Workshop terra cruda a Case Carlet
Mondi perduti e mondi ritrovati
Ogni tanto la vita ti sorprende; ti restituisce atmosfere che credevi perdute, ma senza nostalgia. In chiave contemporanea, con la grazia sobria delle cose senza tempo. La progettazione edilizia, oggi, è fatta di burocrazia. Troppa. Moduli, pratiche, allegati, verifiche, relazioni, dichiarazioni, controdichiarazioni.
Cito Von Braun: Possiamo sconfiggere la gravità, ma la mole di scartoffie è crudele.
Ecco perché tornare, per una giornata intera, a pratiche davvero terra-terra è stato un piccolo privilegio. E mi si perdoni il gioco di parole, inevitabile come l’argilla sulle mani. Niente carte, niente moduli, niente sovrastrutture. Solo materia, esperienza, attenzione e piacere del fare.

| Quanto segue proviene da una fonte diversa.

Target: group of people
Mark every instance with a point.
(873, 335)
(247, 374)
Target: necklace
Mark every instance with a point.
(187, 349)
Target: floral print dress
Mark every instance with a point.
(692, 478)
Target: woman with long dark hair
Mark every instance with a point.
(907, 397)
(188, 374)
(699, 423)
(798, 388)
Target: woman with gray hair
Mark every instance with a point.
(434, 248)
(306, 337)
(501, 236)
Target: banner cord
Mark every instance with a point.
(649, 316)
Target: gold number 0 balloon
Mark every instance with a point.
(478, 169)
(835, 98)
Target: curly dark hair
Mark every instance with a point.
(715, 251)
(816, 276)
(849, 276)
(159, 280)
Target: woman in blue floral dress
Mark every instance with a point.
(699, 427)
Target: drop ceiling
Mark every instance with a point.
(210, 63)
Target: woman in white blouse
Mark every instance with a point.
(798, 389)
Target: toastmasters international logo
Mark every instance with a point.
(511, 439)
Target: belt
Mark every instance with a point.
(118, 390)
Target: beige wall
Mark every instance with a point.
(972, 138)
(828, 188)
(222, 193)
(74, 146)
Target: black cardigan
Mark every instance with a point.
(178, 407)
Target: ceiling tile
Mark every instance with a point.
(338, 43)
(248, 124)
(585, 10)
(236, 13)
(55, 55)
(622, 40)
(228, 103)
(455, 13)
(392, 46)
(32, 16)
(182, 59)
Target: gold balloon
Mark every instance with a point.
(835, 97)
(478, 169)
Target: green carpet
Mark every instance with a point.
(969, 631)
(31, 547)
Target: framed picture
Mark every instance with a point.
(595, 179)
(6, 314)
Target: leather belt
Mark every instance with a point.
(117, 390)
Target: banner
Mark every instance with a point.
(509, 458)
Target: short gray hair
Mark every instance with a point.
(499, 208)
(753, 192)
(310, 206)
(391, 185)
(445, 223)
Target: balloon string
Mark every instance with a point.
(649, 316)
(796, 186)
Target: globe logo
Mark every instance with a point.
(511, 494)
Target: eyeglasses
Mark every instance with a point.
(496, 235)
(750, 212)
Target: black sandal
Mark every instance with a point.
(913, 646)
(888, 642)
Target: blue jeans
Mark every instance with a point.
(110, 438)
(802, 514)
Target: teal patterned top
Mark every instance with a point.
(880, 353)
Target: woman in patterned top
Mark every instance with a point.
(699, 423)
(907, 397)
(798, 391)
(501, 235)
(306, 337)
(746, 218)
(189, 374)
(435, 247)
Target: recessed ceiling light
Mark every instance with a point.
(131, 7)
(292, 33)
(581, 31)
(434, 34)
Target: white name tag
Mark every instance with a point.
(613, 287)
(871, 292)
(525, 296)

A Case Carlet, insieme a Isabella Breda, abbiamo accompagnato i partecipanti in un percorso dentro l’intonaco in terra cruda: non come immagine romantica del passato, ma come tecnica viva, concreta, precisa. La terra va guardata, toccata, frantumata, setacciata. Va capita. Una miscela non deve essere né troppo grassa né troppo magra; deve avere equilibrio, struttura, carattere. Poi arrivano le fibre naturali, che rinforzano e decorano; la paglia, le sabbie, le argille raccolte in situ, dal Piemonte al Veneto, con l’apporto di sabbie di cave vicine o del Po.
Con noi c’era anche Silvia Fracassi, curatrice del workshop, che non si è limitata a tenere insieme il programma: ha partecipato alla giornata con la stessa attenzione concreta del gruppo, dentro il lavoro, dentro la materia, senza restare sulla soglia.
Una goduria che non provavo da anni. Mi ha riportato agli anni Novanta, quando lavoravo con Anntraud; un tempo in cui il sapere passava ancora molto dalle mani.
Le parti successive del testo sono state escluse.